Quantos clientes conectados no painel? Qual trafego?

----------


## pazini

Tenho 40 clientes conectados em um APC 5m 90+,25 APC 5m-90 e 41 APC 5m-90 vou pastar amanha as configurações dos 3 painéis, uma dica importantíssima é o canal que seu AP esta transmitindo, depende o canal fica terrível a internet no cliente. A melhor maneira de você testar é o seguinte se você estiver acessando a antena do cliente de forma rápida quando estiver em horário que estejam todos os cliente conectados com certeza a internet do cliente também vai estar estável, este tipo de teste não pode ser feito tipo 3 hora da madruga aonde quase ninguém esta usando ai com certeza você vai acessar a antena do seu cliente rapidinho, tem que ser em horário de pico. Aqui eu fiz assim e deu certo.

----------


## FMANDU

@*pazini* Qual o trafego nesse painel com maior quantidade de clientes?

----------


## Suporte Intelbras

> @*Suporte Intelbras*
> Tenho 228 wom 5000 na rede que ja venho colocando a 2 anos, mimo e siso. Mas ate agora não saiu uma versão estável do IPOLL e preciso de uma rede TDMA rodando 101%. Não coloquei pra rodar o IPOLL pq ainda esta em beta e ainda tem muitos relatos de problemas tanto no protocolo, quanto no APC 5M 90 reiniciado.


Prezado FMANDU,

Quanto ao problema de reinício nos equipamentos da linha APC 5M, corrigimos este problema no firmware versão 5.95-3, acesse o link abaixo, faça o download do firmware e atualize os seus equipamentos.
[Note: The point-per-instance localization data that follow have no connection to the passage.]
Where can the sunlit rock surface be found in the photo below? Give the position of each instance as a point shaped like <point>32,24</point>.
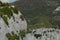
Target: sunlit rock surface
<point>14,26</point>
<point>44,34</point>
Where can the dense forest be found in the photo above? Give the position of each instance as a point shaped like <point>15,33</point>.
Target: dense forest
<point>40,13</point>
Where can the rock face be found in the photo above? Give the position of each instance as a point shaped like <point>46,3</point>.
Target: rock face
<point>14,26</point>
<point>44,34</point>
<point>11,22</point>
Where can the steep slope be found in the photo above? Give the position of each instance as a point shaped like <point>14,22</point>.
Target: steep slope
<point>11,22</point>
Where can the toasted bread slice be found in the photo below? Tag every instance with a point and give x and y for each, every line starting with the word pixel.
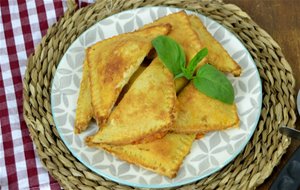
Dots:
pixel 148 107
pixel 84 110
pixel 217 55
pixel 163 156
pixel 198 113
pixel 113 61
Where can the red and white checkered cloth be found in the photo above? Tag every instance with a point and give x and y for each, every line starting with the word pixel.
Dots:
pixel 22 25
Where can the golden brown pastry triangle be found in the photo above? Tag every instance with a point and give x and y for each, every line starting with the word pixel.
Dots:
pixel 217 55
pixel 113 61
pixel 198 113
pixel 84 110
pixel 147 108
pixel 163 156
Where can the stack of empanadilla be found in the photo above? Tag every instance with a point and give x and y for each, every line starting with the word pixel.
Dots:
pixel 144 116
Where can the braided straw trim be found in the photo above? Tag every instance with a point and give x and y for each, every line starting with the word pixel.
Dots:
pixel 251 167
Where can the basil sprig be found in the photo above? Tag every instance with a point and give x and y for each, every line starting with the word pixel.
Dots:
pixel 208 79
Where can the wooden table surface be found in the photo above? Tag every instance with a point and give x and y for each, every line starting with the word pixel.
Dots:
pixel 280 18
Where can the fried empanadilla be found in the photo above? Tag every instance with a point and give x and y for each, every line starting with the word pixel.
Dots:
pixel 84 110
pixel 198 113
pixel 113 61
pixel 183 34
pixel 163 156
pixel 217 55
pixel 148 107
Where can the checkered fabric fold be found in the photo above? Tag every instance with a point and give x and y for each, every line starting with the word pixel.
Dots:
pixel 22 25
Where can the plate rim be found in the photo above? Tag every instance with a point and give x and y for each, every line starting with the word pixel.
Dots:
pixel 175 184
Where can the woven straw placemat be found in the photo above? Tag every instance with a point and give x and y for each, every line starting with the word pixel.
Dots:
pixel 250 168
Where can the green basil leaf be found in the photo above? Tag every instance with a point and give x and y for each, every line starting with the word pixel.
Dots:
pixel 170 53
pixel 187 74
pixel 196 59
pixel 214 84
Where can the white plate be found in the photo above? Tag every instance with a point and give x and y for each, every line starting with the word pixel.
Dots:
pixel 207 155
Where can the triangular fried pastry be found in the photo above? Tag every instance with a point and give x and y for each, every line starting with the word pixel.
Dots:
pixel 113 61
pixel 183 34
pixel 217 55
pixel 163 156
pixel 147 108
pixel 198 113
pixel 84 110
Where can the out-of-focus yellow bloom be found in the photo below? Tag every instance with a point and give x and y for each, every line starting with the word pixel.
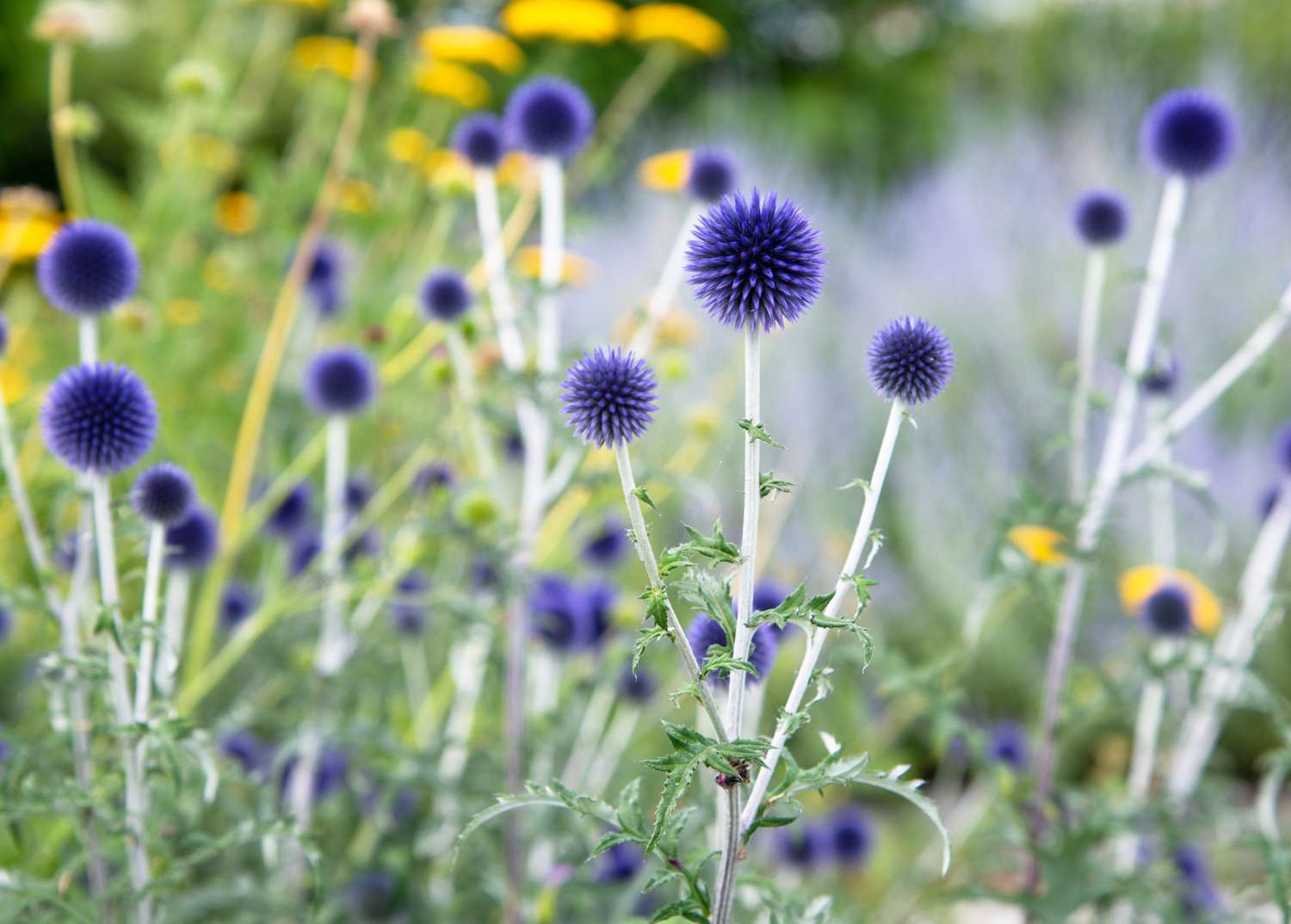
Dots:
pixel 596 22
pixel 1139 583
pixel 452 82
pixel 573 271
pixel 472 46
pixel 407 145
pixel 237 212
pixel 182 312
pixel 328 53
pixel 1040 544
pixel 665 172
pixel 676 22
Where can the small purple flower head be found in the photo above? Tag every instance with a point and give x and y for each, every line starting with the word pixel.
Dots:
pixel 1100 219
pixel 911 360
pixel 756 261
pixel 713 173
pixel 1188 132
pixel 480 139
pixel 237 606
pixel 609 397
pixel 340 381
pixel 193 541
pixel 1169 612
pixel 88 268
pixel 1006 743
pixel 549 118
pixel 444 296
pixel 851 834
pixel 98 418
pixel 607 546
pixel 163 493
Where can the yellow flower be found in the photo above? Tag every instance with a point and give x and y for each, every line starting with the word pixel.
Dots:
pixel 665 172
pixel 237 212
pixel 407 145
pixel 452 82
pixel 596 22
pixel 575 270
pixel 1139 583
pixel 676 22
pixel 1040 544
pixel 472 46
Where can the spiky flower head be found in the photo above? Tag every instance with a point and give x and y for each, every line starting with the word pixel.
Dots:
pixel 444 296
pixel 98 418
pixel 911 360
pixel 713 173
pixel 1100 219
pixel 163 493
pixel 88 268
pixel 608 397
pixel 340 381
pixel 480 139
pixel 549 118
pixel 1189 133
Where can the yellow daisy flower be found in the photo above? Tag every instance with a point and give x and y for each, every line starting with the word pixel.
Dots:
pixel 1040 544
pixel 676 22
pixel 1138 583
pixel 596 22
pixel 472 46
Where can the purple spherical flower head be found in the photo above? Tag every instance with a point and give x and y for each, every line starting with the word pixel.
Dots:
pixel 237 604
pixel 1188 132
pixel 549 118
pixel 1006 743
pixel 1100 219
pixel 713 173
pixel 1169 612
pixel 608 397
pixel 340 381
pixel 480 139
pixel 444 296
pixel 754 261
pixel 163 493
pixel 98 418
pixel 911 360
pixel 193 541
pixel 88 268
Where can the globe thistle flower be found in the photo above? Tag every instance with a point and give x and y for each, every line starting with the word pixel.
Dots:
pixel 549 118
pixel 193 541
pixel 480 139
pixel 756 261
pixel 98 418
pixel 163 493
pixel 851 835
pixel 88 268
pixel 444 296
pixel 911 360
pixel 1006 743
pixel 1189 133
pixel 237 606
pixel 608 397
pixel 340 381
pixel 1100 219
pixel 713 175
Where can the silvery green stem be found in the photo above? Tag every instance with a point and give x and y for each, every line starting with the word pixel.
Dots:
pixel 665 289
pixel 1233 650
pixel 749 532
pixel 818 637
pixel 1095 276
pixel 640 539
pixel 332 642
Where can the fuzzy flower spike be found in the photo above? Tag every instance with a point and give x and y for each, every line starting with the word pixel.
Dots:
pixel 756 261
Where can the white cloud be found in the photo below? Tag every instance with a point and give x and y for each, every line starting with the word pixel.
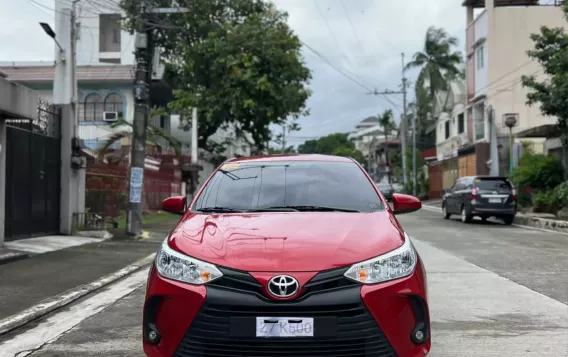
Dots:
pixel 384 29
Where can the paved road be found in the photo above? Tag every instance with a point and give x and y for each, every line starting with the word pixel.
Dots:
pixel 494 291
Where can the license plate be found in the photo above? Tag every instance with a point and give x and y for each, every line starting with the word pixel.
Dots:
pixel 284 327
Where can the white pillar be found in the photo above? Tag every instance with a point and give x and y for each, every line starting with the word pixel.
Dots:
pixel 2 179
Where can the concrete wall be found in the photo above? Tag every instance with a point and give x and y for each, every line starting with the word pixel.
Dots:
pixel 88 42
pixel 509 30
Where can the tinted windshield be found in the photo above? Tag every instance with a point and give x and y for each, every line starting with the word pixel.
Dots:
pixel 493 184
pixel 301 183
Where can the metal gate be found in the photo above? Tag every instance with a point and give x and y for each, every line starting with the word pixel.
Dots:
pixel 32 175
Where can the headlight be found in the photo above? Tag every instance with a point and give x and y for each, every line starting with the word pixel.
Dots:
pixel 392 265
pixel 176 266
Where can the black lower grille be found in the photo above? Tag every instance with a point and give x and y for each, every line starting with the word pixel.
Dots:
pixel 223 330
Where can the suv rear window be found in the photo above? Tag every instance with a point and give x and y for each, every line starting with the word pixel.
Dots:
pixel 295 183
pixel 492 184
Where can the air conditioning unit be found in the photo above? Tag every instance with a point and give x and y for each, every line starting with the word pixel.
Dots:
pixel 110 116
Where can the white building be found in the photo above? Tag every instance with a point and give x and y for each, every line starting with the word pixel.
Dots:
pixel 105 75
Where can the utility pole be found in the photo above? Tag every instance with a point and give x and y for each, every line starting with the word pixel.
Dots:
pixel 283 138
pixel 385 93
pixel 142 79
pixel 403 122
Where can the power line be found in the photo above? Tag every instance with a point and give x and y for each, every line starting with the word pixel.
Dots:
pixel 323 58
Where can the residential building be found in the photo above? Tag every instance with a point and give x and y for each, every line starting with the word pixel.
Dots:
pixel 452 135
pixel 367 136
pixel 497 42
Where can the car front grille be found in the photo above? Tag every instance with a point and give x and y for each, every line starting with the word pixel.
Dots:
pixel 324 281
pixel 355 332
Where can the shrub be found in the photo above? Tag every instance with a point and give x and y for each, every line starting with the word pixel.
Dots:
pixel 546 202
pixel 540 172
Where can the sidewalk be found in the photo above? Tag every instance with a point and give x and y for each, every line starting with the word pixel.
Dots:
pixel 28 282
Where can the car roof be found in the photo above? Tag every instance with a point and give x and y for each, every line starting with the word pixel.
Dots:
pixel 290 157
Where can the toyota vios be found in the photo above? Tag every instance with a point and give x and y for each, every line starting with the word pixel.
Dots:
pixel 295 256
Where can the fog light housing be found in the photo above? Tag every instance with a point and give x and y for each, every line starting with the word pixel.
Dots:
pixel 153 336
pixel 419 334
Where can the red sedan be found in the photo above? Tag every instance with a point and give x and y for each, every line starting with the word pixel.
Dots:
pixel 295 256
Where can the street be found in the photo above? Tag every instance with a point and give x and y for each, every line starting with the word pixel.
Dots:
pixel 494 290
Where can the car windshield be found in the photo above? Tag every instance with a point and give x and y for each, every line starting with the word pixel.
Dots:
pixel 294 184
pixel 493 184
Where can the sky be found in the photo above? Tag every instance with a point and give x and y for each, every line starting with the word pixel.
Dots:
pixel 363 39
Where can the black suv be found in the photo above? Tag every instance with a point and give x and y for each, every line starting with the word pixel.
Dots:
pixel 481 196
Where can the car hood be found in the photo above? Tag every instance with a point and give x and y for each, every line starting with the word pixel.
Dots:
pixel 286 242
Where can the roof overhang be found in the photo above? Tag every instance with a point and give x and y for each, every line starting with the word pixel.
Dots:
pixel 544 131
pixel 500 3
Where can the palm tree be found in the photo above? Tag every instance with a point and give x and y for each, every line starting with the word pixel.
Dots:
pixel 438 61
pixel 387 123
pixel 153 134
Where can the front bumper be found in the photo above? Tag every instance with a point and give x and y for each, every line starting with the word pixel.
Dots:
pixel 350 319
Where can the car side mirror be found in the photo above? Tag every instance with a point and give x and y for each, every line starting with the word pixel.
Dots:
pixel 405 203
pixel 175 204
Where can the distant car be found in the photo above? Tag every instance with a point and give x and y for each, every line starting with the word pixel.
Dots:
pixel 481 196
pixel 398 188
pixel 386 189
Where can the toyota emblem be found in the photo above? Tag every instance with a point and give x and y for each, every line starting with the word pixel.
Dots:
pixel 283 286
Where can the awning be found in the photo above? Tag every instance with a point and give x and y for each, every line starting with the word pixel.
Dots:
pixel 543 131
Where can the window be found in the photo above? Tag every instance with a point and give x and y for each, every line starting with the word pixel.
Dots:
pixel 272 184
pixel 114 103
pixel 479 54
pixel 93 107
pixel 109 35
pixel 461 123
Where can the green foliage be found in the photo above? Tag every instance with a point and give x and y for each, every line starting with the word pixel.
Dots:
pixel 539 172
pixel 439 62
pixel 550 93
pixel 236 60
pixel 546 202
pixel 561 191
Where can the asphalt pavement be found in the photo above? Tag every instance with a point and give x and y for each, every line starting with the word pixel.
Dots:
pixel 494 290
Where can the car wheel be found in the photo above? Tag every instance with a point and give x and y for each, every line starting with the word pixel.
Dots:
pixel 465 217
pixel 445 212
pixel 508 220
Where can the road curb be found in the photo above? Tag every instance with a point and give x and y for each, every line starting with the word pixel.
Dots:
pixel 527 222
pixel 49 305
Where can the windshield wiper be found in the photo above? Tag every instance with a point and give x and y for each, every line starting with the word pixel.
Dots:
pixel 219 209
pixel 274 209
pixel 319 208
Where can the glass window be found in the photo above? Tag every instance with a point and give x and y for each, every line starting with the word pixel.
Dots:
pixel 493 184
pixel 300 183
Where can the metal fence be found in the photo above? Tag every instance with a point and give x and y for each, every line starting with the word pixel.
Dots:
pixel 107 190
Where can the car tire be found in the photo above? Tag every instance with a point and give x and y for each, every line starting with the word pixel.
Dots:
pixel 508 220
pixel 444 212
pixel 465 216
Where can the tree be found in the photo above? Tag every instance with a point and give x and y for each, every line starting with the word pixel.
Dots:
pixel 551 52
pixel 236 60
pixel 388 125
pixel 438 61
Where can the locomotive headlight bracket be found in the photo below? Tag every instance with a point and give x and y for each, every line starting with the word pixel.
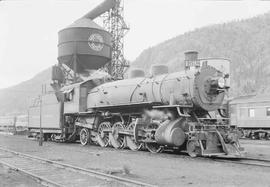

http://www.intelbras.com.br/downloads

Agora, quanto a utilização do firmware BETA para testes do TDMA, fica a critério do cliente fazer a sua utilização ou não, entretanto, sugerimos que você faça como os outros usuários do fórum e poste informações sobre o seu cenário para que possamos analisá-lo e consequentemente lhe ajudar com a sua situação.

Att,
Equipe Intelbras.

----------


## RCINFONET

Amigos, pegando o barco andando; Estou testando em bancada , Base Apc 5m 90 e Wom 5000 mimo e Siso em autenticação pppoe, o que encontrei de entranho aqui é que a siso autentica certinho, tudo automaticamente, já a mimo é necessário setar o dns manualmente , é este o cenário mesmo?...firmware 6.0 beta 2 aqui.

----------


## pazini

Olha dei uma olhada durante alguns minutos tinham 41 clientes conectados eram 21:15 da noite o trafego maior foi de 7 mb, só que tinha que olhar mais tempo porque os clientes não estavam pelo jeito puxando internet vou começar analisar com mais frequência e te aviso.

----------


## meyknho

@*Nks*, 
Bom Dia, qual o modelo de suas basestation: APC 5M 90 + *(mais)* ou (sem o +)

E se possível fala como está sendo sua experiencia com o uso do *TDMA*!

Att, Aleff Meykson

----------


## Nks

@*meyknho* td certo?
entao eh importante falar sobre isso, aqui em nenhum momento eu falei sobre a questao do + da Base Station.

Segundo o site da intelbras a diferenca eh:
Melhoria na isolação da porta (LAN) e os canais vao de 4.78 a 6.1, ou seja vc tem mais opcoes de canais, nao sei se isso eh bom pois tem a anatel e temos que respeitar os canais nao licenciados permitidos no brasil que eh 5.4 a 5.8

Bom fora isso parece nao ter diferenca, como eu estava comecando a rede intelbras do 0, eu preferir comecar ja na linha +, e todos os meus wom sao mimo 2x2 de 14dbi.

Hoje estou com 90 wom, porem instalada estou com 60, tudo com iPoll ativo rodando TDMA, na wom usando o beta6 como ja falei aqui mesmo nesse topico em posts anteriores!!!

Tenho clientes a 9 dias sem cair, pode parecer poco mais nunca se sabe, as vezes o cliente reinicia a antena,, ou algum outro fator, mais aquele problema de ficar caindo de 5 em 5 minutos ou de hora em hora parou, e as configuracoes eu ja mostrei aqui eh soh procurar aqui mesmo nesse topico!!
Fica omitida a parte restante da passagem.